Chat Flow
System Intent
- What this is: The end-to-end flow for a user asking a natural-language question about their memories. Covers the React Native chat screen, the synchronous dispatcher Lambda, the async worker Lambda, GPU auto-start, and the GET /chats/messages polling path.
Mermaid Diagram
flowchart TD
ChatScreen["ChatScreen (chat.tsx)"] -->|"POST /memories/chat {question, chat_id?}"| APIGW["API Gateway REST (Cognito auth)"]
APIGW -->|"invoke sync"| DispatcherLambda["MemoriesChatFunction — dispatcher path"]

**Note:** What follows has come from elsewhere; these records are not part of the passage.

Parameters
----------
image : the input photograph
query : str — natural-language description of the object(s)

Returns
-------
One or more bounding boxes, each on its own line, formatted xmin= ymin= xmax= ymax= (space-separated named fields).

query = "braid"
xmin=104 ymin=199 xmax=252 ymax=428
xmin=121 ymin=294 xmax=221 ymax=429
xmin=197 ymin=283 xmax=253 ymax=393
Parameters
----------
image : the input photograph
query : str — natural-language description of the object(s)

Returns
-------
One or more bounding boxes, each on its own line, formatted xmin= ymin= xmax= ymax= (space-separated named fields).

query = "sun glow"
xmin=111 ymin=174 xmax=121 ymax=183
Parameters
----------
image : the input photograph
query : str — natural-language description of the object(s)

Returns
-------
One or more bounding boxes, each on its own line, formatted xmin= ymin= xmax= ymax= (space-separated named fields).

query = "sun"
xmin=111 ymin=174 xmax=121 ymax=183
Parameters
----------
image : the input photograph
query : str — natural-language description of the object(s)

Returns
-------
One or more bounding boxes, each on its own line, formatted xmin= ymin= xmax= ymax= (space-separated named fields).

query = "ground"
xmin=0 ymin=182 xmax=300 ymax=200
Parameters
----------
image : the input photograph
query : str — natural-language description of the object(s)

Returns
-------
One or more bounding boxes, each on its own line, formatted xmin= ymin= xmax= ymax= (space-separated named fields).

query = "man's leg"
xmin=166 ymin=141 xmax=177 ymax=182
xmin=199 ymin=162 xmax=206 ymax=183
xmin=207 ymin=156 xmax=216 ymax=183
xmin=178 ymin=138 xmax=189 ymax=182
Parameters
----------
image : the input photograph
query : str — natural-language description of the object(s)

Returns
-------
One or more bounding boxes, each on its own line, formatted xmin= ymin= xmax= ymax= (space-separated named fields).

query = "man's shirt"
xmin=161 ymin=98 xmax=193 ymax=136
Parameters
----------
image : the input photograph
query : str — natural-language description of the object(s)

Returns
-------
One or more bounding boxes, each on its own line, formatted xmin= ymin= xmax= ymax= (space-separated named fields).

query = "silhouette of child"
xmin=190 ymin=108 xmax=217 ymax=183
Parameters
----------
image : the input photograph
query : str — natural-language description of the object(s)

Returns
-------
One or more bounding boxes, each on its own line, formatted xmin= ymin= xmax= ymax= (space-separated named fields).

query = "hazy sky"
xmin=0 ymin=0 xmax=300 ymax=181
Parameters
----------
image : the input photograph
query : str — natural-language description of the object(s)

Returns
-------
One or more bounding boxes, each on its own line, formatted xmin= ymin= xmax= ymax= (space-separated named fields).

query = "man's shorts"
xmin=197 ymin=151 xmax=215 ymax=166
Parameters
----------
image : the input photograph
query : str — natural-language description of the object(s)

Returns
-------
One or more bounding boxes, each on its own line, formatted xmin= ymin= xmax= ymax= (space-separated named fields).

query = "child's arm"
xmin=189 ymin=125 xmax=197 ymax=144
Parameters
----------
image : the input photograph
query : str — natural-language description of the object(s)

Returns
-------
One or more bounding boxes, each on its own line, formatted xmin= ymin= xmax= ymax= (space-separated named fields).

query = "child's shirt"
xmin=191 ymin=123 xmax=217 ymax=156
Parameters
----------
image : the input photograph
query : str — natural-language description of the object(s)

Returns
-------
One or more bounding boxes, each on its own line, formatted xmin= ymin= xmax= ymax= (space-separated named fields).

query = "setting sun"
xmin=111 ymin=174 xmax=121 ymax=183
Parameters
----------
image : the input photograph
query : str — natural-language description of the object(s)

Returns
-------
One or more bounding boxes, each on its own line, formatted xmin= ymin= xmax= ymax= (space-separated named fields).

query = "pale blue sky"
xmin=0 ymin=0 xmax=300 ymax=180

DispatcherLambda -->|"create chat / validate ownership"| DDBChats["DynamoDB: Chats table"]
DispatcherLambda -->|"lambda:InvokeFunction InvocationType=Event"| WorkerLambda["MemoriesChatFunction — async worker path"]
DispatcherLambda -->|"save user message"| DDBMessages["DynamoDB: Messages table"]
DispatcherLambda -->|"{chat_id, status=thinking}"| APIGW
APIGW -->|"200 {chat_id, status=thinking}"| ChatScreen
ChatScreen -->|"isLoading=true (Thinking...)"| UI["User sees 'Thinking...'"]
WorkerLambda -->|"ec2:DescribeInstances"| EC2["EC2: GPU worker instance"]
WorkerLambda -->|"GET /health (exponential backoff)"| GPUWorker["GPU Worker FastAPI\nport 8000"]
WorkerLambda -->|"ReasoningAgent.answer()"| GPUWorker
WorkerLambda -->|"save assistant message"| DDBMessages
WorkerLambda -->|"touch chat last_activity"| DDBChats
ChatScreen -->|"POST /chats/messages {chat_id}"| GetMsgs["ChatMessagesFunction"]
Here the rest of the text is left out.